The relationship between VOT and Response Times does not show the same pattern as the one observed in the English data. Here, the largest peak in RTs (where the listener took longest to respond) is not located at the perceived phonemic boundary. Instead, it occurs further back in the continuum, somewhere in the anomolous region pointed out in the previous graph. Whether and how these two anomolies influence each other is unclear. That said, we do see a secondary (smaller) peak at the phonetic boundary of -14ms, beyond which RT decreases with increasing distance from the boundary.
There appears to be a healthy distribution of Respone Times for all three categories of stimuli-pairs. The RTs are concentrated around 800 ms and there is a characteristic rightward skew.
Here, the results are in line with the expectations of Pisani and Tosh. The percentage of different responses given by the listener vary inversely with the acoustic similarity of the two stimuli. The more acoustically dissimlar the two stimuli are, the more likely the litener is to identify them as different phonemic segments. This suggests that despite categorically perceiving speech sounds, listeners remain sensitive to their acoustic properties.
For the stimuli pairs identified by the speakers as “different”, the time taken to arrive at the decision decreases with increasing acoustic distance between the two sounds. Similarly, for stimuli pairs identified as belongong to the same phonetic category, Response Time increases with increasing acoustic distance. This suggests that the acoustic propoerties of sounds influence the listener’s ability to discriminate amongst them. This holds true even for sounds that lie within the same phonemic category. The delay in response time as a function of acoustic distance further reinforces this view.

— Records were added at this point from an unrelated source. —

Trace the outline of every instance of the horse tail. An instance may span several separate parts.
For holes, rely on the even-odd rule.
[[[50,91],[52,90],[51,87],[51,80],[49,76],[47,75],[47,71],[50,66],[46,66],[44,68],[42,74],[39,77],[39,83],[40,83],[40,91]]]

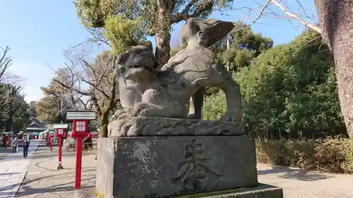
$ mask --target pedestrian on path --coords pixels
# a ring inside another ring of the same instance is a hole
[[[25,139],[25,142],[23,142],[23,158],[27,158],[28,155],[28,148],[30,147],[30,142],[28,139]]]
[[[18,138],[15,137],[15,139],[12,140],[11,147],[12,147],[12,153],[16,154],[17,151],[17,147],[18,147]]]

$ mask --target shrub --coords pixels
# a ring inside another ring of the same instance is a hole
[[[261,163],[353,173],[353,140],[256,141],[256,153]]]

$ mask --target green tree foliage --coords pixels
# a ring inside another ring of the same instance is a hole
[[[31,113],[36,115],[38,118],[48,123],[59,123],[66,121],[66,112],[69,109],[80,109],[83,105],[80,97],[73,91],[63,87],[56,82],[68,85],[68,87],[76,88],[76,79],[73,74],[66,68],[59,68],[56,75],[53,77],[47,87],[40,87],[44,94],[35,107],[31,108]],[[35,106],[35,104],[32,104]],[[35,112],[32,112],[35,111]]]
[[[249,132],[266,138],[345,132],[333,57],[321,41],[318,34],[304,32],[289,44],[263,51],[234,75]],[[215,95],[205,104],[216,101],[225,104],[225,99]],[[219,106],[212,116],[204,116],[216,119],[213,115],[225,110]]]

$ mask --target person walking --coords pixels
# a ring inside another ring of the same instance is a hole
[[[27,158],[28,155],[28,148],[30,147],[30,141],[25,138],[23,142],[23,158]]]
[[[12,140],[11,147],[12,147],[12,153],[16,154],[17,151],[17,147],[18,147],[18,138],[15,137],[15,139]]]

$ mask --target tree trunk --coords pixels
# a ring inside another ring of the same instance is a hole
[[[353,0],[316,0],[323,37],[333,54],[338,96],[348,135],[353,137]]]
[[[108,137],[109,111],[102,113],[100,118],[100,137]]]
[[[172,27],[171,11],[165,2],[158,1],[157,22],[155,26],[155,57],[160,67],[168,62],[170,58],[170,30]]]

Together, the ID and AX experiments suggest that I do show sensitivity to the /t/-/d/ contrast in Russian, albeit less than perfectly. This is not surprising because as a native Hindi speaker, I am sensitive to voicing and aspiration contrasts in stop consonants. Moreover, Hindi like Russian, has both a voiceless dental /t/ and a voiced dental /d/ in its phonemic inventory. This likely aided me in the identification task and discrimination tasks.
Overall, this study supports the hypothesis presented by Pisoni and Tash (1974). Both the English and Russian experiments provide evidence that speakers are sensitive to the finer acoustic differences between speech sounds that lie within the same perceive phonetic category. Moreover, this sensitivity to acoustic signals manifests in varied response times during AX-type discrimination tasks. RT appears to be a positive function of uncertainty, increasing at the phonetic boundary where identification is least consistent. This supports the theory that speech processing occurs at multiple levels, starting with the acoustic and slowly abstracting to more phonetic representation. The time and effort needed to discriminate between speech sounds thus depends on the level at which they are being processed.